Thursday, September 4, 2014

Wild edibles walk, Inwood Hill Park

Inwood Hill Park
7 September 2014, 12pm - 3pm of my favourite spots in the city, with its suprisingly deserted and quiet woodland valley, and contrasting hilly aspects that give way to the Hudson River and Spuyten Duyvil.

Indigenous spicebush abounds here and if we have our eyes open we may spot some delectable edible mushrooms. I am not a mycologist, and I focus on a substantial handful of edibles that I know well. But it's always fun to find new fungi, to photograph, spore print and identify. Spot catbrier to revisit in the springtime for its tender shoots, and see wild blueberries growing in Manhattan's northernmost forest.

Solidago caesia

These urban-green walks are as much about discovering new qualities in overlooked plants, as they are about recognizing the botanical city that hides in plain site, and finding nature under our noses.

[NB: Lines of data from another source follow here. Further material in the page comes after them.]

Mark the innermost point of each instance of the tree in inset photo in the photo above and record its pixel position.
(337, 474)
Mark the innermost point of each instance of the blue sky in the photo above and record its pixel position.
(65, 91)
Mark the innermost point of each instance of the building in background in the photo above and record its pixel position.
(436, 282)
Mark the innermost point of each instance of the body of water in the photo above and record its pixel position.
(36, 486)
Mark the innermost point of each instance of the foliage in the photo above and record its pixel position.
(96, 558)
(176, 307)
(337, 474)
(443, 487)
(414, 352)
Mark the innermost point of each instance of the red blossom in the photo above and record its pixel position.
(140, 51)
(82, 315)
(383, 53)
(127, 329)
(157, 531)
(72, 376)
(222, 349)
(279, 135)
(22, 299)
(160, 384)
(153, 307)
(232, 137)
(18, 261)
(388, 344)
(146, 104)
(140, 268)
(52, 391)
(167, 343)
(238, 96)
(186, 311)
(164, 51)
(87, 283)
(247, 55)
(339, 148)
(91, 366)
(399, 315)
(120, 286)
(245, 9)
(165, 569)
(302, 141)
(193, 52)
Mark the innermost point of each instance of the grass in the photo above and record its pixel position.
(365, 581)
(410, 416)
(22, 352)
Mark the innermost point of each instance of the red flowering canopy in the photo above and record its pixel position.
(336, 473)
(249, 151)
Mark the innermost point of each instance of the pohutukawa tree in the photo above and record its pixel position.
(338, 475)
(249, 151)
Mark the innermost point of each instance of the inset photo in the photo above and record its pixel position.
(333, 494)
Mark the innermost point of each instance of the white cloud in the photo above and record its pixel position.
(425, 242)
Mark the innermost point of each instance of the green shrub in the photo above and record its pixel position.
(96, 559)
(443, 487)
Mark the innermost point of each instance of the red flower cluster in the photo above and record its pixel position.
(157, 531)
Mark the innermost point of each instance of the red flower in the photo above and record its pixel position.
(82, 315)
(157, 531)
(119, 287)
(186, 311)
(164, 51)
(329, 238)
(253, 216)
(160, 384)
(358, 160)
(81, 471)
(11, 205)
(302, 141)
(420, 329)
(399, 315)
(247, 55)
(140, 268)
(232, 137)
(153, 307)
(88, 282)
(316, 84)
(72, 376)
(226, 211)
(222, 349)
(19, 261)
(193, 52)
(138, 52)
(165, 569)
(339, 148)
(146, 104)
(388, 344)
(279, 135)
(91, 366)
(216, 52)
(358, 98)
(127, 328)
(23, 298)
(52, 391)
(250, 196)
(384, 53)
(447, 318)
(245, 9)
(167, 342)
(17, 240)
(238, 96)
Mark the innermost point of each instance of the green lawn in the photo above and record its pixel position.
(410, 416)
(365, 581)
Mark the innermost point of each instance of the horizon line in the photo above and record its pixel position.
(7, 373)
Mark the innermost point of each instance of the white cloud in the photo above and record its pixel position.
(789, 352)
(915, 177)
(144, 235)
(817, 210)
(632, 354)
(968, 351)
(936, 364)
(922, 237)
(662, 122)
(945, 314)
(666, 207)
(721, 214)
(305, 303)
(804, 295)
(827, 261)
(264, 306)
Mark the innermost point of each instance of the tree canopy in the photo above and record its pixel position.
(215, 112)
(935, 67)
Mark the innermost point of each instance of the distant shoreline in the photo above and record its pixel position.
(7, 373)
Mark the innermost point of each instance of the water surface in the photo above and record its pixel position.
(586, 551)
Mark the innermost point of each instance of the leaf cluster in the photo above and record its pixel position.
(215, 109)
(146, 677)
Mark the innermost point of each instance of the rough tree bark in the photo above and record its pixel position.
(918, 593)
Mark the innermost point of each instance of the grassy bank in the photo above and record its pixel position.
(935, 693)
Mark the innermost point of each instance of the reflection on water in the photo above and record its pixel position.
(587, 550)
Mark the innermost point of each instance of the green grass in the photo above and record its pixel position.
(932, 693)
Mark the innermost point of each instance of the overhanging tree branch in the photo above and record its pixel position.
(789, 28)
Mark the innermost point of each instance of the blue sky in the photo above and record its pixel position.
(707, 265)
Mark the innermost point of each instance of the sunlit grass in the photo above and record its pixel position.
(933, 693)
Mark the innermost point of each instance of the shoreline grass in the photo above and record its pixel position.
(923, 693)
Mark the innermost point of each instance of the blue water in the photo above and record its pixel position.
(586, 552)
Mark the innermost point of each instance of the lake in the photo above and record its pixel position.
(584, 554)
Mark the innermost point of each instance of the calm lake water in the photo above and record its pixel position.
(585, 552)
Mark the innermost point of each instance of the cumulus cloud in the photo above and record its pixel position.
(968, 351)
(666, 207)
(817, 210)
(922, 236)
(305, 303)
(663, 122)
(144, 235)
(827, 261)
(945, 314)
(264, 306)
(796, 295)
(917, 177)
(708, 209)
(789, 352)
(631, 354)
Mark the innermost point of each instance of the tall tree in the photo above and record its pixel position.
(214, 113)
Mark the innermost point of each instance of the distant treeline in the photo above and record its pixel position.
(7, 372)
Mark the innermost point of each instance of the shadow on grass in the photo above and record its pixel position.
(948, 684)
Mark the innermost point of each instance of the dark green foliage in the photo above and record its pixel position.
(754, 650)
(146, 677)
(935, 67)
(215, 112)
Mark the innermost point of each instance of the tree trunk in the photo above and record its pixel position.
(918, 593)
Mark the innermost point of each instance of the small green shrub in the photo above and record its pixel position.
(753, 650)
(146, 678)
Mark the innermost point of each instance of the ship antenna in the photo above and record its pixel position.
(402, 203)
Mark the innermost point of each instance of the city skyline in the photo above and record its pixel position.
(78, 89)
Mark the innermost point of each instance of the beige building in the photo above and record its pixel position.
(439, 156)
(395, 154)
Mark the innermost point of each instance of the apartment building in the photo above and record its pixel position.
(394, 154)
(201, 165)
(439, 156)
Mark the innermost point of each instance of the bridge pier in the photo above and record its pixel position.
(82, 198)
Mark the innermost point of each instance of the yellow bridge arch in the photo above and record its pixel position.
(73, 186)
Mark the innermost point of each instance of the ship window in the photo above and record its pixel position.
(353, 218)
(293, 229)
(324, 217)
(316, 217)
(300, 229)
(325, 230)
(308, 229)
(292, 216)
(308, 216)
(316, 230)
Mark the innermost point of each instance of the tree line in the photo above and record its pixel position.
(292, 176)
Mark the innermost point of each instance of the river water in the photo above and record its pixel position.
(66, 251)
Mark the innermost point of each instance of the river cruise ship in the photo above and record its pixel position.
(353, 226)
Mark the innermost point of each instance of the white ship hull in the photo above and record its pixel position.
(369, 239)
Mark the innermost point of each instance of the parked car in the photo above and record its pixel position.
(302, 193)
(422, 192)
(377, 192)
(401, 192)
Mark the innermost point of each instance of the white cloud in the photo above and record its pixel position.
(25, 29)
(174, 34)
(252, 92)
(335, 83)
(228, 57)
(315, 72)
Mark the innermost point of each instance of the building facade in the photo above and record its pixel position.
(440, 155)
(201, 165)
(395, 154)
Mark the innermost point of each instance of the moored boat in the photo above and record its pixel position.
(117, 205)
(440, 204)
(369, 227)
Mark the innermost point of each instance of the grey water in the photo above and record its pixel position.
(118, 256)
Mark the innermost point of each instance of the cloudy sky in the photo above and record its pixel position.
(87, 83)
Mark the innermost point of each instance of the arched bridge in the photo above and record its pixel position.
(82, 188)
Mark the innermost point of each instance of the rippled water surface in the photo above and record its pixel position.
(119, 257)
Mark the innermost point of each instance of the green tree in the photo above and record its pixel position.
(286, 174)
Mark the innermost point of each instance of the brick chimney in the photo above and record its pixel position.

While we walk we talk about indigenous and invasive plants, what to forage when, how to adapt familiar recipes to new ingredients, and about the non-edible flora whose presence in the city makes this a bearable place to be for those who love the outdoors.

I'll provide an wild edible-inspired snack - in this case a breakfast bread flavoured with Japanese knotweed and spicebush berries.